Version 1 combines single-line comments as follows:

# LinuxThingy version 1.6.5
#
# Parameters:
#
# -t (--text): show the text interface
# -h (--help): display this help

Version 2 is simpler than version 1. It's originally intended to be used for creating documentation (see more about this below), but it can also be used for multi-line comments.

"""
LinuxThingy version 1.6.5

Parameters:

-t (--text): show the text interface
-h (--help): display this help
"""

Note that the latter version needs to be enclosed in special quotation marks (""") to work, and not hash characters.

Common Practice

It is quite common to start a Python file with a few lines of comments. These lines state information regarding the project, the purpose of the file, the programmer who developed it or has worked on it, and the software license that is used for the code.

This snippet is taken from one of the examples I use for training purposes. The comment starts with the description, and is followed by the copyright notice with my name, and the year of publication of the code. Below you will see that the code is licensed under GNU Public License (GPL). In order to contact me my email address is added there too.

# -----------------------------------------------------------
# demonstrates how to write ms excel files using python-openpyxl
#
# (C) 2015 Frank Hofmann, Berlin, Germany
# Released under GNU Public License (GPL)
# email [email protected]
# -----------------------------------------------------------

Docstring Comments

Python has a built-in concept called docstrings, which is a great way to associate documentation you've written with Python modules, functions, classes, and methods. A docstring is added as a comment right below the function, module, or object head, and describes what the function, module, or object does. It is expected to follow these rules:

  • A docstring is either a single line, or a multi-line comment. In the latter case, the first line is a short description, and after the first line an empty line follows.

  • Begin the docstring with a capital letter, and end it with a period.

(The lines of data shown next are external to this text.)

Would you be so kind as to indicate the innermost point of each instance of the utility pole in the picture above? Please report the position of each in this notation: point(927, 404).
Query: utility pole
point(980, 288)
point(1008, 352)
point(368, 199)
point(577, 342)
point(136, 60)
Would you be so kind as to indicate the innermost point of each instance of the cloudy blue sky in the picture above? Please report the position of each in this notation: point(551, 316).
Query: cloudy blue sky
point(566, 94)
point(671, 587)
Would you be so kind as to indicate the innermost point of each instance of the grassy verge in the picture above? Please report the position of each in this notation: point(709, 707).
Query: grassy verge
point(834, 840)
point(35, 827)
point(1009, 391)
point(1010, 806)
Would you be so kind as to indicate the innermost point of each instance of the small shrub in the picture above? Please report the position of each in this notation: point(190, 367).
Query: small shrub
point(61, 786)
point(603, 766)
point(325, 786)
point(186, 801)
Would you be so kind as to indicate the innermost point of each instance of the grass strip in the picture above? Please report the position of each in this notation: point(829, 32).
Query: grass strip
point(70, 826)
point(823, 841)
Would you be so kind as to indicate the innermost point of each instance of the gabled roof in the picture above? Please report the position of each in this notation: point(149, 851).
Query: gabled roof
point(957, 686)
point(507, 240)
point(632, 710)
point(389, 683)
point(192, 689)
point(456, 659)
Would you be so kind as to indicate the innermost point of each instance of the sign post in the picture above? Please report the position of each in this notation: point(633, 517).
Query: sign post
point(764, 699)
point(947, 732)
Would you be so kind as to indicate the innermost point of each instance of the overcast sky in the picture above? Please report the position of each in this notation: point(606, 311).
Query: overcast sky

This is a basic example of what it looks like:

def add(value1, value2):
    """Calculate the sum of value1 and value2."""
    return value1 + value2

In the Python interactive help system, the docstring is then made available via the __doc__ attribute.

>>> print add.__doc__
Calculate the sum of value1 and value2.

There is a number of tools that auto-generate documentation from docstrings, such as Doxygen, PyDoc, pdoc, and the autodoc extension for Sphinx. We will explain to you how to work with them in a follow-up article.

Conclusion

Writing proper comments in your Python code is not that complicated, and you just need the power of endurance. It helps all of us that are trying to understand your code, including yourself for when you revisit your code at a later date. We hope that the advice we have given you here makes it easier for you to create better comments and documentation in your code.

Acknowledgements

The author would like to thank Zoleka Hofmann for her critical comments while preparing this article.